Even assuming no forgetfulness and an unbounded capacity to absorb new experiences, each experience will become a diminishing percent of an infinitely expanding circle of experience. Over time, each experience becomes less significant, literally to an infinitesimal degree. If each experience becomes infinitesimal, how can each experience retain much meaning? If death makes a normal life of seventy or eighty years meaningless, how meaningful will those same seventy or eighty years be as an infinitesimal point in an eternity of experience? (Seventy years out of a thousand seems somewhat inconsequential, out of a million, billion, trillion–virtually nonexistent.)

In other words, the dilemma is that, to the extent it remains possible for you to evolve to encompass an infinite variety of new experiences, you will evolve into someone so different it can no longer be said to be you. Alternatively, to the extent it is not possible for your finite mind to encompass an infinite variety of experiences, given an infinite period of time your life will become infinitely repetitive, and in that sense you will be like the same note being played forever or the same book being read over and over. In either scenario, “you” will not be immortal; either way you, as you, will cease to be. And finally, to the extent you have an infinitely expanding circle of experience, how can your initial life span of a normal life be made more meaningful with time instead of less?

Let us go back to the dilemma of meaninglessness that final death supposedly poses. Many of us recoil in horror when we imagine being nothing. But this “thought experiment” is contradictory. Trying to imagine experiencing yourself as nothing is like trying to imagine being able to see beyond your visual field. There is literally nothing to experience or imagine. But a “thought experiment” about personal immortality does not lead to contradiction. In theory you can imagine without contradiction what it would be like to be alive for a trillion or even a trillion trillion years from now. This thought experiment creates its own horror, one that is mind-numbing and nauseating.

You may finally exclaim that this all misses the point because “true” immortality is not in time.

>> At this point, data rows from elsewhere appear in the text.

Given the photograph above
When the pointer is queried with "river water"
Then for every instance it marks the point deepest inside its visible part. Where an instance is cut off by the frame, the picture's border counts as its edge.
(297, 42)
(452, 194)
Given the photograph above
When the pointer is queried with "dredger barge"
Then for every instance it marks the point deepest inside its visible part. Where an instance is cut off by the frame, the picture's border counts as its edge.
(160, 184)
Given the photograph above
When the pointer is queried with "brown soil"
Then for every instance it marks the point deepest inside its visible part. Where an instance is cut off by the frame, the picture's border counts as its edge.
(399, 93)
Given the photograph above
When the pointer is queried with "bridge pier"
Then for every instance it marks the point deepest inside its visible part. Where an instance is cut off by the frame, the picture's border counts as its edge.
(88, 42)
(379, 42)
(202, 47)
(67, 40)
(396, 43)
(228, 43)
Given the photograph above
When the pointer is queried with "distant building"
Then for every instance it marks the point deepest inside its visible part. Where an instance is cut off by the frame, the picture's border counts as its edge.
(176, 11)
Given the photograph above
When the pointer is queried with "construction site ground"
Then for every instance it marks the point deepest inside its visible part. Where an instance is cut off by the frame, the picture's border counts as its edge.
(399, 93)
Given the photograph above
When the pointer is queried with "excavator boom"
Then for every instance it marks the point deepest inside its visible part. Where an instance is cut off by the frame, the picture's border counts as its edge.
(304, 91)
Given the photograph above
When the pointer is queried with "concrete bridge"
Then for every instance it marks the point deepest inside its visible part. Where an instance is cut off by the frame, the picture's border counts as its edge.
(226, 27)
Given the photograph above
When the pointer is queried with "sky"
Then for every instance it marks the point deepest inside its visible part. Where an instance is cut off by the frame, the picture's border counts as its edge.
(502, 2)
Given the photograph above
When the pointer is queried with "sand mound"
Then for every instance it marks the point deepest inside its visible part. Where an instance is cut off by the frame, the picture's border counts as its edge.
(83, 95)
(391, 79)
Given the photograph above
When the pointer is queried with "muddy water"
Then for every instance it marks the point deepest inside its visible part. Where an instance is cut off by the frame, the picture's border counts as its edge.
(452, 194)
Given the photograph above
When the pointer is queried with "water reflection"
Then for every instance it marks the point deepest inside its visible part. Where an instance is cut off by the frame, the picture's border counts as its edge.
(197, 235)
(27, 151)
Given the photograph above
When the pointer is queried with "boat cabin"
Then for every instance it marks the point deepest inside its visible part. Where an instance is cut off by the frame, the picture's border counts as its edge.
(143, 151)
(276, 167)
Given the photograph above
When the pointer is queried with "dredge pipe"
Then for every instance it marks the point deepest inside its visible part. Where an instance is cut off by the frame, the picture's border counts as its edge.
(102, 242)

True immortality means being timeless, or outside of time, just as Plato’s forms or a mathematical equation are timeless. But to be “timeless” means not to have a life as we understand it. By life, we mean living. And by living, we mean thinking, feeling, acting–which are all in time. To be timeless or outside of time is to be static, and such a “life” would be meaningless, if not incoherent for a conscious being. In fact, it would be difficult to distinguish such a “life” from being dead.

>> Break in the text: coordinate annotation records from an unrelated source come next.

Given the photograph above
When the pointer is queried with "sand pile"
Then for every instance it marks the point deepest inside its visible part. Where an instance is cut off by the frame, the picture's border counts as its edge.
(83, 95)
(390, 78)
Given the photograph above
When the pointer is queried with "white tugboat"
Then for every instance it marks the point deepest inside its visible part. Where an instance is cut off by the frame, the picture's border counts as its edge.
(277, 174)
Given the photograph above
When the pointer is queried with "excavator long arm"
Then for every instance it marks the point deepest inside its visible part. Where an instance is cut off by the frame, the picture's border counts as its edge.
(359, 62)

Perhaps there are other versions of immortality that I have missed. (Reincarnation does not fit the definition of personal immortality that I have considered. Interestingly, Hinduism and Buddhism see the cycle of reincarnation not as something that offers meaning to life but something to be escaped. What is supposed to escape is not clear, at least to me, but it is certainly not an individual consciousness with its own personality and identity.)

Yet it appears when it is all said and done, there is no version of personal immortality that can supply a meaningful life that a mortal existence could not also supply. In fact, it may be that only a finite life can be meaningful because only a finite life can be a story that has a beginning, middle and end. Death is what frames our life, and only a framed life can have meaning. Indeed, it is precisely the prospect of death that gives many of our values, such as courage and compassion, meaning. It is our mortality that makes life precious and intentional killing especially wrong.

Life is meaningful when it is lived; that is enough. To ask for more is almost greedy. Just as wine is good if only the glass is to become empty, life can have meaning only if it must end.